Son of Hamas Founder Granted Asylum in U.S.
The son of a Hamas founder who converted to Christianity and spied for Israel can stay in the U.S. pending fingerprinting and a routine background check, a U.S. immigration judge said Wednesday.
Mosab Hassan Yousef, 32, had been denied political asylum in February 2009 because the Department of Homeland Security said he posed a terrorist threat. Yousef, who came to the U.S. in 2007, has said he feared assassination if he returned to the Middle East because he spied for Israel and abandoned Islam.
Yousef told reporters he was surprised by the outcome of the deportation hearing held in San Diego this morning. It lasted less than 20 minutes because Homeland Security dropped its opposition to his asylum request without explanation.
Those close to the case speculate that support from members of Congress, former CIA director James Woolsey and Yousef’s Israeli intelligence handler, Gonen ben Itzhak played a part in the decision.
Itzhak traveled from Israel to testify on Yousef’s behalf, though no witnesses ultimately were called. “Basically, I wanted to say that Mosab was not a terrorist,” Itzhak said, according to Fox News. “He was not affiliated with Hamas. He’s a great guy, and he should get asylum.”
Yousef is the oldest son of respected imam Sheikh Hassan Yousef, a founder of the Palestinian terror organization Hamas who is serving a six-year sentence in an Israeli prison. The younger Yousef has been disowned by his father; he became a Christian in 2005 and later spied for Israel’s intelligence agency, Shin Bet. He recounts his experience in a memoir, Son of Hamas, that released in March.
In a blog posting last month, Yousef admitted that he posed as a terrorist and carried a gun while spying for Shin Bet at meetings with Palestinian leaders.
“Yes, while working for Israeli intelligence, I posed as a terrorist,” Yousef wrote. “Yes, I carried a gun. Yes, I was in terrorist meetings with Yasser Arafat, my father and other Hamas leaders. It was part of my job. And I passed on to the Shin Bet all the information I gathered during those meetings and saved the lives of many people—including many Americans.”

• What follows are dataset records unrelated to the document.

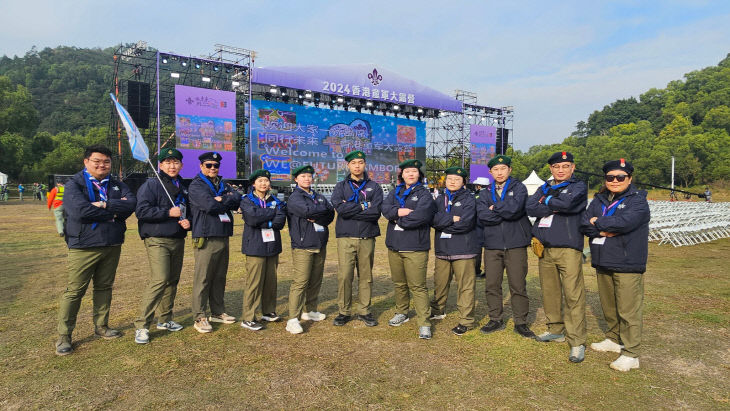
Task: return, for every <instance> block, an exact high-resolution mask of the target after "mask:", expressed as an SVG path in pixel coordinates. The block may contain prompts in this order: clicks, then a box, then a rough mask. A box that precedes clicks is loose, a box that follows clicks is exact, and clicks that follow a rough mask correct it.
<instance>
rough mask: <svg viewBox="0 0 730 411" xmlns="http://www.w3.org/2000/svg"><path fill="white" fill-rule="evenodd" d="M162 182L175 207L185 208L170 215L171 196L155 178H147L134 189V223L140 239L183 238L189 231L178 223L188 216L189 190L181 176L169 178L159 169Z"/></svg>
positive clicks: (177, 176) (184, 218) (184, 236)
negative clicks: (183, 212)
mask: <svg viewBox="0 0 730 411" xmlns="http://www.w3.org/2000/svg"><path fill="white" fill-rule="evenodd" d="M160 179H161V180H162V184H164V185H165V188H167V192H168V193H170V197H172V199H173V201H174V202H175V206H177V207H180V208H181V210H185V211H186V212H184V213H183V214H182V216H180V217H170V208H172V203H170V198H169V197H168V196H167V194H166V193H165V189H164V188H163V187H162V184H160V181H159V180H158V179H157V178H151V179H149V180H147V181H146V182H145V183H144V184H142V187H140V188H139V190H138V191H137V211H136V212H135V214H136V215H137V222H138V226H139V236H140V237H141V238H143V239H145V238H148V237H165V238H185V236H187V234H188V230H186V229H184V228H182V227H181V226H180V220H184V219H186V218H188V216H187V205H188V204H189V202H188V189H187V187H186V186H185V184H184V182H183V180H182V178H180V176H177V177H176V178H175V179H171V178H170V176H168V175H167V174H165V173H164V172H162V171H160Z"/></svg>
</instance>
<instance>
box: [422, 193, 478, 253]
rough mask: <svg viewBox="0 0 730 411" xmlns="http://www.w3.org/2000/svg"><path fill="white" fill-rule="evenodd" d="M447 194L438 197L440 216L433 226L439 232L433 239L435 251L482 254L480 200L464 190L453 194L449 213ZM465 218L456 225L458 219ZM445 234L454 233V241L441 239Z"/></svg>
mask: <svg viewBox="0 0 730 411" xmlns="http://www.w3.org/2000/svg"><path fill="white" fill-rule="evenodd" d="M448 201H449V200H448V196H447V195H446V193H443V194H442V195H440V196H438V197H437V198H436V200H434V202H435V203H436V214H434V216H433V220H432V222H431V225H432V226H433V228H434V229H435V230H436V233H435V234H434V237H433V248H434V250H435V251H436V255H437V256H439V255H470V254H477V253H479V238H478V236H477V235H478V233H477V231H476V220H477V210H476V200H475V199H474V195H473V194H472V193H471V192H470V191H469V190H467V189H466V188H464V187H462V188H461V189H459V190H457V191H456V192H454V193H452V199H451V211H446V205H447V204H448ZM457 215H458V216H459V217H461V218H460V219H459V221H457V222H454V216H457ZM441 233H446V234H451V238H441Z"/></svg>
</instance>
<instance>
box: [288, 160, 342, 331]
mask: <svg viewBox="0 0 730 411" xmlns="http://www.w3.org/2000/svg"><path fill="white" fill-rule="evenodd" d="M301 173H309V174H314V168H312V166H302V167H299V168H297V169H296V170H294V172H293V173H292V176H293V177H294V178H296V176H298V175H299V174H301ZM286 211H287V218H288V220H289V236H290V238H291V247H292V265H293V270H294V278H293V279H292V283H291V288H290V290H289V321H291V322H292V323H293V322H294V321H297V323H298V321H299V317H302V319H303V320H308V319H310V314H318V311H317V303H318V300H319V289H320V287H321V286H322V276H323V275H324V261H325V258H326V257H327V241H328V239H329V229H328V228H327V226H328V225H329V224H330V223H331V222H332V220H334V218H335V211H334V208H333V207H332V204H331V203H330V202H329V201H327V199H326V198H325V197H324V196H323V195H322V194H319V193H316V192H314V190H311V193H307V192H306V191H304V190H303V189H302V188H300V187H299V186H297V187H296V188H295V189H294V191H293V192H292V194H291V195H290V196H289V201H288V204H287V209H286ZM309 220H313V221H314V222H312V221H309ZM291 325H292V326H293V324H291ZM287 327H288V328H287V329H289V330H290V332H293V331H292V330H296V331H298V330H299V329H297V328H296V327H294V328H292V327H290V324H289V323H288V324H287Z"/></svg>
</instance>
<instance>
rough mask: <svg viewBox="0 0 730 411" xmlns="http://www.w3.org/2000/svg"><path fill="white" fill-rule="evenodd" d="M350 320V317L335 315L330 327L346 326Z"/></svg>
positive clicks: (338, 326)
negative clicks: (347, 323) (335, 326)
mask: <svg viewBox="0 0 730 411" xmlns="http://www.w3.org/2000/svg"><path fill="white" fill-rule="evenodd" d="M350 320H352V317H351V316H349V315H345V314H337V317H335V319H334V320H333V321H332V325H334V326H337V327H341V326H343V325H345V324H347V323H348V322H349V321H350Z"/></svg>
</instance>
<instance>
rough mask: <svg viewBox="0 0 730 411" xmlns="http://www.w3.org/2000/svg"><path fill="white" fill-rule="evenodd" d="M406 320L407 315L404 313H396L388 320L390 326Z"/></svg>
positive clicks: (406, 318) (399, 324) (396, 326)
mask: <svg viewBox="0 0 730 411" xmlns="http://www.w3.org/2000/svg"><path fill="white" fill-rule="evenodd" d="M407 322H408V316H407V315H405V314H396V315H394V316H393V318H391V319H390V321H388V325H390V326H391V327H398V326H401V325H403V324H405V323H407Z"/></svg>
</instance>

In the blog, Yousef also criticized Homeland Security’s handling of his case, saying the department was looking for terrorists in the wrong places. “If Homeland Security cannot tell the difference between a terrorist and a man who spent his life fighting terrorism, how can they protect their own people?” he asked.
During a conference call today, Yousef said he hoped the government would learn from his experience. In order to fight the relatively new threat of individual terrorists, Yousef said Homeland Security and other intelligence agencies must better understand the religion, culture and motive of those individuals.
“In my case, unfortunately, [there was a] lack of knowledge, lack of experience, lack of distinguishing between who’s terrorist and who’s not terrorist,” he said. “I’m not criticizing; that wasn’t my goal. I wanted, and I still want, American public and Homeland Security, FBI, to consider more. This is not just a small threat, it’s a huge threat, and in order to fight it we need to take different measures.”
Yousef, who lives in San Diego, said he hopes to become a U.S. citizen and pursue a master’s degree in history and geography. He said he will keep fighting the ideology behind terrorists “because I know how they think.”
This year he will celebrate the Fourth of July without the threat of deportation, but he said he has long been an American.
“I think I became American when I start to fight for liberty and freedom,” he said. “At that moment I served the common ground that gathers every free man and woman in this country. I celebrated always the Fourth of July. I think independence is a great thing, but what I think is greater is the liberty that is in the heart of every individual of this country. I think this is a great country, a great nation, and I will be proud to be called American.”